Вообще, слухов по поводу судьбы государя было превеликое множество — и открыто злобных, и злорадствующих, и глумливых, и сочувствующих. Каким-то невероятным образом слухи о государе связывались во многом с тем, что делалось у нас в городе. Например, власть отменила празднование масленицы, найдя предлог в трудности, как она сказала, переживаемого момента, требующего от всех напряженной работы для спасения революции. Однако она не отменила для той же благой цели спасения революции пошлые пиески «Если женщина захочет, поставит на своем», «Графиня Эльвира» и тому подобные, не отменила некий «Гранд-маскарад» в зале музыкального общества, не отменила цирк бухарца Кадырги и так далее. И кто же поверил в эту «напряженную работу»! Напряженной была жизнь любого жителя города да и всей страны вообще — и напряженной она была как раз в связи с революцией, о спасении которой думали, наверно, только Паша с Яшей да еще Ленин с Троцким. Уж на что был революционен матрос Дыбенко, ставший морским министром, а и того власть вынуждена была предать суду как раз за отсутствие напряженной работы, за развал фронта, за гульбу со своей братвой. А отмену масленицы в городе враз связали с государем и стали говорить: «Масленицу отменили — так, значит, чего-то против царя задумали!»

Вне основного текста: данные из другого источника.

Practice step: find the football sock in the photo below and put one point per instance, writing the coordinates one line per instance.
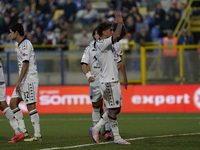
(19, 117)
(95, 115)
(35, 122)
(101, 122)
(11, 118)
(114, 126)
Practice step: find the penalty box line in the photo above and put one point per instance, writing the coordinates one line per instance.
(131, 139)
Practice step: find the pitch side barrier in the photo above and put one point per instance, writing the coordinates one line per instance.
(136, 99)
(145, 64)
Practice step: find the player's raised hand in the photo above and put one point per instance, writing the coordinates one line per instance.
(118, 17)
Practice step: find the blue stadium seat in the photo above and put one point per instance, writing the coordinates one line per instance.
(150, 20)
(154, 32)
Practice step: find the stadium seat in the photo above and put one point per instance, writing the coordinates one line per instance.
(154, 32)
(78, 4)
(57, 14)
(150, 20)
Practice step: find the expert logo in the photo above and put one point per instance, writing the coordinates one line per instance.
(197, 98)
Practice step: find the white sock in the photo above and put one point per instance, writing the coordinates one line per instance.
(11, 118)
(101, 122)
(19, 117)
(35, 122)
(96, 115)
(107, 125)
(114, 126)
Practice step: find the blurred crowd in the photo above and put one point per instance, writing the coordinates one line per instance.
(38, 18)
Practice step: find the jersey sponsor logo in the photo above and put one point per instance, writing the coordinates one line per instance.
(64, 100)
(197, 98)
(161, 99)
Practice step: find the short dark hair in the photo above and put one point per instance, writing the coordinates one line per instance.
(93, 33)
(103, 26)
(17, 27)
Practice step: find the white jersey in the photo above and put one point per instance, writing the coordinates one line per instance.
(26, 53)
(1, 72)
(108, 58)
(89, 57)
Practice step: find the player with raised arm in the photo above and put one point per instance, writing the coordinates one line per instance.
(91, 69)
(109, 82)
(7, 111)
(27, 86)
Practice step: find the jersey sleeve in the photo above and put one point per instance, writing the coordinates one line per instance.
(86, 56)
(118, 48)
(26, 48)
(104, 44)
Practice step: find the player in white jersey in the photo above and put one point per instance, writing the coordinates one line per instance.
(27, 86)
(7, 111)
(109, 83)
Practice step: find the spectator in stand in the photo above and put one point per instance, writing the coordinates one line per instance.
(7, 23)
(150, 4)
(1, 20)
(70, 11)
(38, 34)
(51, 37)
(165, 25)
(21, 6)
(176, 19)
(129, 4)
(187, 40)
(88, 15)
(143, 37)
(64, 39)
(170, 55)
(159, 14)
(140, 23)
(26, 15)
(43, 5)
(83, 40)
(125, 12)
(14, 15)
(182, 8)
(173, 10)
(110, 14)
(130, 24)
(8, 42)
(166, 4)
(32, 25)
(31, 38)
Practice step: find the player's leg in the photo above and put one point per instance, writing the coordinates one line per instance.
(114, 109)
(108, 134)
(30, 91)
(9, 115)
(35, 120)
(14, 102)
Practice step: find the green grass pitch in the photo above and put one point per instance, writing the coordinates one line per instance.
(145, 131)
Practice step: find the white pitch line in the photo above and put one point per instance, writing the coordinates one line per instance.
(131, 139)
(126, 118)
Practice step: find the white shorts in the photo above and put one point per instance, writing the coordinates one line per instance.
(95, 94)
(112, 96)
(29, 92)
(2, 92)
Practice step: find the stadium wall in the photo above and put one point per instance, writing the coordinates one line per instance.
(137, 99)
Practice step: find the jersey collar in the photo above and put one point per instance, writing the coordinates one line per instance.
(22, 41)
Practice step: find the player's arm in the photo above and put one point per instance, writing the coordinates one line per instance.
(123, 70)
(86, 71)
(120, 31)
(22, 74)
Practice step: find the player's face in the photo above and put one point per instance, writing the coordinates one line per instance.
(109, 32)
(12, 35)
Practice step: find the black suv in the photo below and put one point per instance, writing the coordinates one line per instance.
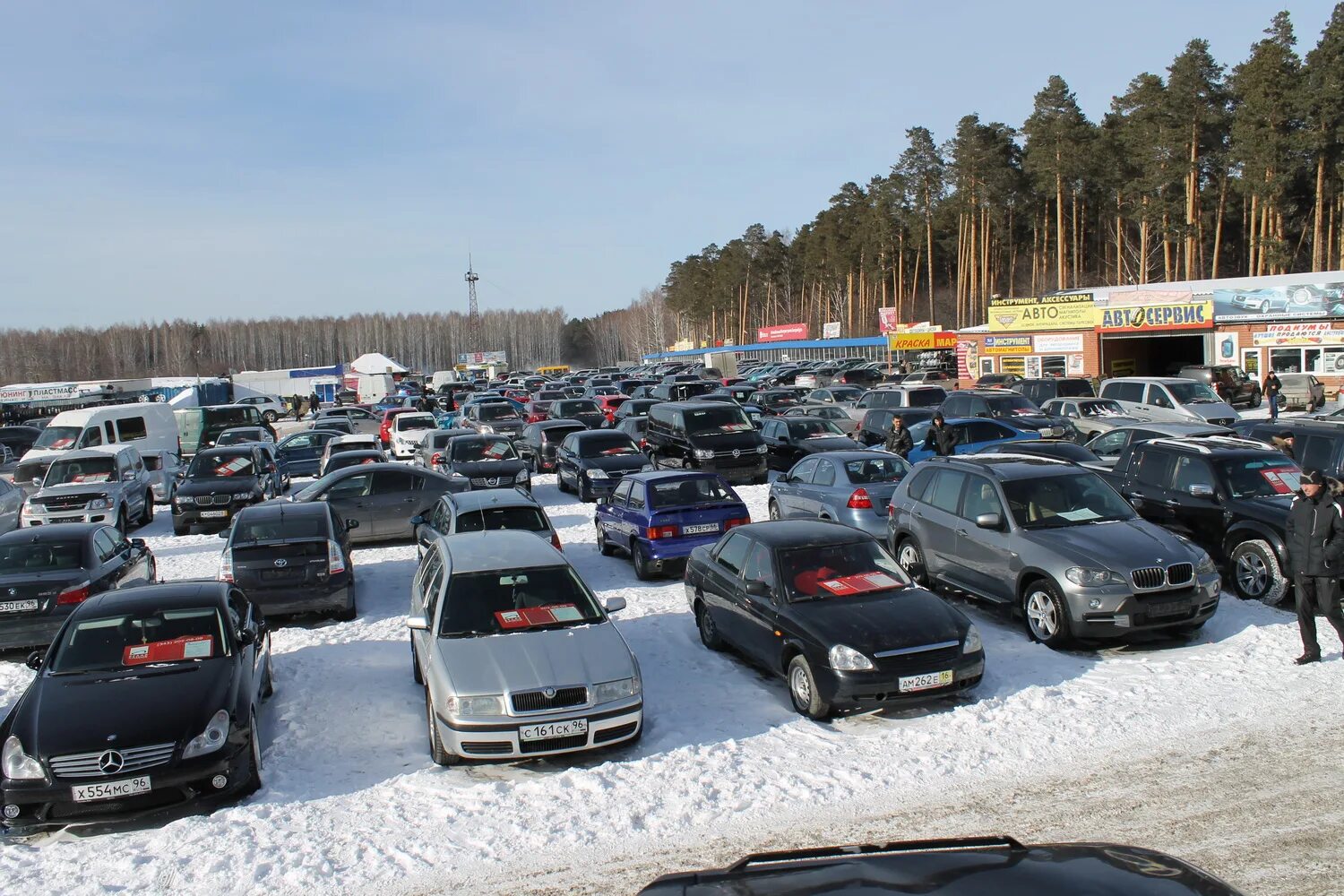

А вот еще один пример слухов. Местное воздухоплавательное общество решило устроить полеты аэроплана и одновременно дать просветительскую лекцию о принципах, по которым аэроплан летает. Тотчас нашлись умы сказать, что аэроплан готовят для полета на Тобольск. Полетит, дескать, да и на царя бомбу сбросит! Ему, однако, возразили, дескать, дело-то тоньше. Кто читает лекцию? А читает ее некто инженер по фамилии Ольшванг, который сроду не инженер, а агент, и чего ради в город прибыл бы шведский Красный Крест да на Цыганской площади стал лазарет разводить? А того и стали, что аэропланом вывезут царя да в лазарете спрячут, а потом поминай как его звали! «У цыган-то, брат, шалишь, что попало, то и пропало, не вынешь обратно!»